L’effondrement de la biodiversité signifie l’effondrement à terme de la production agricole. On voit les premiers signes en conventionnel : les rendements de blé ont arrêté d’augmenter depuis 30 ans, malgré la sélection variétale. Elle signifie aussi l’effondrement du fonctionnement des écosystèmes par exemple l’épuration de l’eau, de l’air... Sans compter les services culturels de la biodiversité à travers la beauté et la richesse des paysages. On ne vivra pas dans un monde sans biodiversité.
(...)
Nos 30 ans d’études et 20 ans de Natura 2000 démontrent que l’on peut réconcilier agriculture et biodiversité, dans les deux sens, comme bénéficiaire réciproque, sans nuire à la profession agricole mais au contraire en améliorant le revenu. Il ressort que s’il y a suffisamment de mesures à l’échelle d’un petit territoire – soit quand même 20 % de parcelles sous contrat, ce qui peut être rapidement énorme à l’échelle d’un grand territoire – on arrive à stabiliser les populations et à enrayer le déclin. Toutefois, pour certaines espèces comme l’outarde, on ne regagne pas en effectif.
(...)
Vous expliquez avoir enrayé temporairement et localement le déclin de la biodiversité, sans observer de changement de situation à grande échelle. Que faut-il faire pour inverser vraiment la tendance ?

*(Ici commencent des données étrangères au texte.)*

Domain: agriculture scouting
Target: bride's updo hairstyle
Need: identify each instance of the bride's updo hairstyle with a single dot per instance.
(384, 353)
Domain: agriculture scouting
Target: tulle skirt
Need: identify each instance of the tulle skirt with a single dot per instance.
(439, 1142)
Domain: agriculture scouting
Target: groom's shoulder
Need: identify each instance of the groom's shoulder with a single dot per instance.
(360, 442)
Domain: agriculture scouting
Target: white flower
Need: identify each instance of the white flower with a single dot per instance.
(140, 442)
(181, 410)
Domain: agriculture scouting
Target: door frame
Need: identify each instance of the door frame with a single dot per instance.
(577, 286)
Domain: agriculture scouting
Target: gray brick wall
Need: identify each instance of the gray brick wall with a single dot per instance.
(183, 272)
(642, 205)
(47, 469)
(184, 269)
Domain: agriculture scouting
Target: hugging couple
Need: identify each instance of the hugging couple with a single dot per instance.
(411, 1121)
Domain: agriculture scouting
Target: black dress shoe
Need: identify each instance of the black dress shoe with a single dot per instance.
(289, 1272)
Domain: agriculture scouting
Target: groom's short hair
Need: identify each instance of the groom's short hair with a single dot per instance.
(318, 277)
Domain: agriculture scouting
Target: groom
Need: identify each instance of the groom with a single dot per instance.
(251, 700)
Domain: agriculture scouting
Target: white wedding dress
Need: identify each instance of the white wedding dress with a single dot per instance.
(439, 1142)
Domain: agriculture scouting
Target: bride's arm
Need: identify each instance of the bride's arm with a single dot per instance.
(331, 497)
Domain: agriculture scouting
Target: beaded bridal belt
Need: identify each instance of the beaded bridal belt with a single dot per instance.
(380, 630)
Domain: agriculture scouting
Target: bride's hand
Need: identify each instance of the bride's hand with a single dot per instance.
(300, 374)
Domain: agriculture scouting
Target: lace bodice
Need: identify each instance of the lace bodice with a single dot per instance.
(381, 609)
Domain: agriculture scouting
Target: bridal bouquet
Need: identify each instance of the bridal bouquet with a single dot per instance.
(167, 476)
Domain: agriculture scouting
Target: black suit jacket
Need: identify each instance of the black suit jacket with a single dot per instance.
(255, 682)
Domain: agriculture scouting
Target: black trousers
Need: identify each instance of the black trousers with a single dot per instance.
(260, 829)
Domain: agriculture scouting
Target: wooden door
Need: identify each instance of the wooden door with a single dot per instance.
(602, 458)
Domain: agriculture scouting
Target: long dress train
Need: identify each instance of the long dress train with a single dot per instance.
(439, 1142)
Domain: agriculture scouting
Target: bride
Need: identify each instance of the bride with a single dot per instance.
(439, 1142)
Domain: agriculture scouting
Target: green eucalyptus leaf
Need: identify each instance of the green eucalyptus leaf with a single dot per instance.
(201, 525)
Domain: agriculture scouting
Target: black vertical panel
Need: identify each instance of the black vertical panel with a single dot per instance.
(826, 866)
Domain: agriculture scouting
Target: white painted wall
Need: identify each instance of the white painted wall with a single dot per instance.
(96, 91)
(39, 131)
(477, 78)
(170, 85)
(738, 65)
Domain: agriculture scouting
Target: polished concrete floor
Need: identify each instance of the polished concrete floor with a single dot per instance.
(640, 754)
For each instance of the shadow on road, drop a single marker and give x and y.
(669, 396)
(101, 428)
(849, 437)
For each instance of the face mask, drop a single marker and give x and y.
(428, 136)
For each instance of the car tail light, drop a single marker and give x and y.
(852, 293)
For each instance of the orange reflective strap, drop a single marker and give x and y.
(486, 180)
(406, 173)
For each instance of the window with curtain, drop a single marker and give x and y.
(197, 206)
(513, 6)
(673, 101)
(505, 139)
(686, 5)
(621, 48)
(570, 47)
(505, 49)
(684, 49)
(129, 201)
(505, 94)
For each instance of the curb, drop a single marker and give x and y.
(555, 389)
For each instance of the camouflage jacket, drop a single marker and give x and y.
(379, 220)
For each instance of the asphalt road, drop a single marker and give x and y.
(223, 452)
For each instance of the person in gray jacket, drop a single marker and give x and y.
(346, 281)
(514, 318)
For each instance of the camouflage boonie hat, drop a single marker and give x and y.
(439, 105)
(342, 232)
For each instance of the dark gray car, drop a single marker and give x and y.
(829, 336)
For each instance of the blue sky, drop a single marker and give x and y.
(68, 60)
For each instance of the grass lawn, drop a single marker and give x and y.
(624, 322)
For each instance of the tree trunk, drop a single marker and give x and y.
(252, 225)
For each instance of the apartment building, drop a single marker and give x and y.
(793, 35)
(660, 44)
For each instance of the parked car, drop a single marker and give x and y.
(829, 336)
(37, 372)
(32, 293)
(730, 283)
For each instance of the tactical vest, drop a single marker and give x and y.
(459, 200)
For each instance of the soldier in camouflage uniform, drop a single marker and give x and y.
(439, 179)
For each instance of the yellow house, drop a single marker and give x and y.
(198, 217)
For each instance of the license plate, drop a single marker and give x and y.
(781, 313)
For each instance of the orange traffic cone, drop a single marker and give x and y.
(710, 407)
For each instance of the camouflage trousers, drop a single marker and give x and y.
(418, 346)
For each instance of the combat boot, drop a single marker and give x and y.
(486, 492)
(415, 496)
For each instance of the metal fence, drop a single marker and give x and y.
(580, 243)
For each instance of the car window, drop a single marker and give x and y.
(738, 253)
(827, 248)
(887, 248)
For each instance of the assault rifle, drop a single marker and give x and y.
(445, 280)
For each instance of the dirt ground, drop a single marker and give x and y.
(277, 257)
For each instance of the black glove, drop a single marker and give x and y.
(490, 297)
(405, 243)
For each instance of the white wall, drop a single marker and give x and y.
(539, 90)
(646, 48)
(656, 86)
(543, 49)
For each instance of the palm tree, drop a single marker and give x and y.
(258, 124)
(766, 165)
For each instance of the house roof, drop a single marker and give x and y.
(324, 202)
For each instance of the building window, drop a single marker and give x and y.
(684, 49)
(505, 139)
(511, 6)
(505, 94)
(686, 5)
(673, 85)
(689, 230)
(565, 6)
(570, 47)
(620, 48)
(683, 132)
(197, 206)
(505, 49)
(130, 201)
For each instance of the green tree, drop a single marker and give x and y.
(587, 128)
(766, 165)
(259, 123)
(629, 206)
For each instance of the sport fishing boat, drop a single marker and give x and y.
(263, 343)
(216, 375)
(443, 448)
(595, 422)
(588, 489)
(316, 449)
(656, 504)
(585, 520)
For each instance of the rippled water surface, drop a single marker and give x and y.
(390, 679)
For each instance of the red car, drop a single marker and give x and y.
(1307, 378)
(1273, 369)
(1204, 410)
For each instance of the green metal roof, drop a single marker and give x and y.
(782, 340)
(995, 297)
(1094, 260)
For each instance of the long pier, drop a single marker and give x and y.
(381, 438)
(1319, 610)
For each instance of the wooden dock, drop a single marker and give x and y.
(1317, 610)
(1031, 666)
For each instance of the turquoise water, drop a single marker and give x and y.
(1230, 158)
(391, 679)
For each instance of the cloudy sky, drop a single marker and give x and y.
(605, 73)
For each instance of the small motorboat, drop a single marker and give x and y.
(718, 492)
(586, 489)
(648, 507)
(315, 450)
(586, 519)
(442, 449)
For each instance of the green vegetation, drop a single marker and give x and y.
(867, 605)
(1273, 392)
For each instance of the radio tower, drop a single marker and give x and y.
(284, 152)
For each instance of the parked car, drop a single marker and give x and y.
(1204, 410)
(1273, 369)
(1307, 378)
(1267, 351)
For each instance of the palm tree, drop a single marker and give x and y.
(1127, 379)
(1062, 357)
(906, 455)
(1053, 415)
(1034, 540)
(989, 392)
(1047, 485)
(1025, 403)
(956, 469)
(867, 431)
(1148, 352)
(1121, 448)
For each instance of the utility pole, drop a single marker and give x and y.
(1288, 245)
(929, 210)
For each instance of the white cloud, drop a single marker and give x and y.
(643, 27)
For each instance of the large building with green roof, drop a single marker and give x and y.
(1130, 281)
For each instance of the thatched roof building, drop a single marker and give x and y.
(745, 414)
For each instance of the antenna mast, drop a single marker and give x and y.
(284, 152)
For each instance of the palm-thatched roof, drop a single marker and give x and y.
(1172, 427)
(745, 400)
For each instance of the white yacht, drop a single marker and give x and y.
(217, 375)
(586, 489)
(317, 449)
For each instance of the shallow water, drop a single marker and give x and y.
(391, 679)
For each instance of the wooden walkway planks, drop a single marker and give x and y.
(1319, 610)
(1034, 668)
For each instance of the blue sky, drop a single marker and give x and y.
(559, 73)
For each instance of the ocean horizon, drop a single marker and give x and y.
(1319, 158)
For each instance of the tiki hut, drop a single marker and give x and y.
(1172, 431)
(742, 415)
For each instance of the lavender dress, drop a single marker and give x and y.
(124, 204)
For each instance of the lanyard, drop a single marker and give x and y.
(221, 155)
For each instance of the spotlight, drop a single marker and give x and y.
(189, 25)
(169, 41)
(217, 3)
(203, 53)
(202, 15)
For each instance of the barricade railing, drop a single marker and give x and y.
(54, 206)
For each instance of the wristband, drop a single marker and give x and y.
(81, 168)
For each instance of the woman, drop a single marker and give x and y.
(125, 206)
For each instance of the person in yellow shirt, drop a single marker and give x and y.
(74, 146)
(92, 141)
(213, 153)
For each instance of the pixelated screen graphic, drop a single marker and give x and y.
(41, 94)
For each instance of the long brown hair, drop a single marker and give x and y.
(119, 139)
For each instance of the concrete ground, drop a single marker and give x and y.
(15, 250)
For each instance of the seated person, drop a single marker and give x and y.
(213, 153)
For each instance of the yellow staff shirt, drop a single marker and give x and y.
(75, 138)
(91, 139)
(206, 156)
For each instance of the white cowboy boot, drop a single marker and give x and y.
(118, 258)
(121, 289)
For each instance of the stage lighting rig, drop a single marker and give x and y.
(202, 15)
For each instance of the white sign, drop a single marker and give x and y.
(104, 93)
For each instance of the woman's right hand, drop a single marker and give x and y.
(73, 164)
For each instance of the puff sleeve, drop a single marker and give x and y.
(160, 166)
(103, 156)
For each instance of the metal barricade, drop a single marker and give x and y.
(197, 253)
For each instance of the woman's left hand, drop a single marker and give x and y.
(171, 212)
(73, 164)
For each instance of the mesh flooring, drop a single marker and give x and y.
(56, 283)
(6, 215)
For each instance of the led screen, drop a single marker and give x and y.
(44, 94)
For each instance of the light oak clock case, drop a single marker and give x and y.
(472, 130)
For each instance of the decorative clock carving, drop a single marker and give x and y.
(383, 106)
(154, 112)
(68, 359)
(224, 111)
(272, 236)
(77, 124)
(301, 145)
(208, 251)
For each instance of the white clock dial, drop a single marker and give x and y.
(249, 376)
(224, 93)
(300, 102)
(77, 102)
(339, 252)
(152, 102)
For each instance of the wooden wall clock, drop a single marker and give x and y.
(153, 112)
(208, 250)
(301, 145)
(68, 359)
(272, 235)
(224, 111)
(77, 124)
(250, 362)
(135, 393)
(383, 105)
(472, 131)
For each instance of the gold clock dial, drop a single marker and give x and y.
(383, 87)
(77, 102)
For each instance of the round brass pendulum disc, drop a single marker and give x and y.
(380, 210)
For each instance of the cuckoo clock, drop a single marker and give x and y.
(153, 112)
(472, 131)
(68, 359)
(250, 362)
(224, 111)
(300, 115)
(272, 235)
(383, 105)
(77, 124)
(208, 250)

Nous l’avons enrayé localement, mais il faudrait mettre 20 % de la métropole en MAE biodiversité, quand on est aujourd’hui à 2 % ! Temporairement aussi car la MAE ne dure que cinq ans. A chaque exercice de la Politique agricole commune, renouvelée tous les cinq à sept ans, les politiques publiques européennes et l’État français changent assez radicalement les MAE [modification du nom, des mesures, des types de condition et de paiement...]. Résultat, on redémarre à zéro tous les cinq ans. Ce changement continuel des MAE en matière de biodiversité empêche les effets à long terme et décourage les agriculteurs. (...)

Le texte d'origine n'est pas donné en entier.